Женщина, которая вместо милиции идёт в мастерскую и получает оттуда семерых мужиков на телеге, считает, судя по всему, не только деньги. Мишка тем временем перешёл на то, как в позапрошлый раз у телеги на обратном пути отвалилось колесо.

Лобанов подошёл ко мне в среду, на стане, когда рядом никого не было.

Он подошёл и некоторое время просто стоял.

— Лыткин.

— Да.

— Ты рейки эти зачем раздал?

— Не раздавал. Сами сделали.

— Сами. — Лобанов пожевал губу. — Ты соображаешь, что делаешь?

— Меряю топливо.

— Ты не топливо меряешь.

Он посмотрел по сторонам — совершенно так же, как мужики у ящика, — и понизил голос.

— У меня бригада, — проговорил он. — За топливо на бригаде отвечаю я. Понял? Не Кузьмин. Я.

Свояка, значит, он не прикрывал.

— Иван Степанович.

— Что.

— А если недостача вскроется — она на кого ляжет?

Лобанов ничего не ответил.

Он постоял ещё немного, потоптался и пошёл к своему мотоциклу, и уже оттуда, не оборачиваясь, бросил:

— Журнал в бригаде держи. Не в кабине.

Дома меня ждала мать.

Она ждала меня сидя — не на крыльце, а в избе, за столом, при керосинке, хотя электричество было. Керосинку она зажигала, когда нервничала: говорила, что от лампочки голова.

— Ешь.

Я стал есть.

Мать сидела напротив и молчала минуты три, а потом сказала:

— Про тебя говорят.

— Кто говорит?

— Люди говорят. — Она разглаживала клеёнку ладонью. — На ферме сегодня.

— И что говорят?

— Что ты выслуживаешься.

Я дожевал.

— И кто это сказал?

— Не скажу. — Мать поджала губы. — Не в том дело, кто. Дело в том, что сказали, а другие не возразили.

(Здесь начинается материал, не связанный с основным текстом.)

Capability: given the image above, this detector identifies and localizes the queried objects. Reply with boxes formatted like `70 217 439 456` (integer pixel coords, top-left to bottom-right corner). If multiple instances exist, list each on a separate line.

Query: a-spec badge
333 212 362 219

Она встала, убрала со стола кринку, которую убирать было незачем, и села обратно.

— Говорят, парень был как парень. А теперь линейки какие-то, тетрадки. Всех под монастырь подведёт, а сам в бригадиры выйдет.

— Я не хочу в бригадиры.

— А им откуда знать, чего ты хочешь?

Тут она была права, и сказать мне было нечего.

— Мам.

— Что.

— Ты сама-то как думаешь?

Мать долго молчала.

— Я думаю, что ты весь в отца, — выговорила она наконец. — Он тоже всё правильно делал.

Она поправила фитиль.

— Его не любили.

— За что?

— Ни за что. — Она поправила фитиль. — Он ходил и говорил, как надо. Он же всегда знал, как надо. И правда знал, вот что обидно.

Я сидел и смотрел на керосинку.

— Ты ешь, — сказала мать.

Ночью я вышел во двор покурить.

Было тепло, где-то за селом орал коростель, у Кузнецовых спал петух и молчал в первый раз за месяц.

Письма от Людки не было — да и не могло быть, курсы начались десятого, а сегодня было шестнадцатое, и почта из района ходила два раза в неделю. Я это всё понимал прекрасно и всё равно с понедельника заходил на почту.

Из-за забора кто-то шёл по улице и разговаривал сам с собой.

Я докурил, затушил окурок в бочке с водой и пошёл спать, и уже в сенях вспомнил, что так и не отдал Кочергину вторую каретку.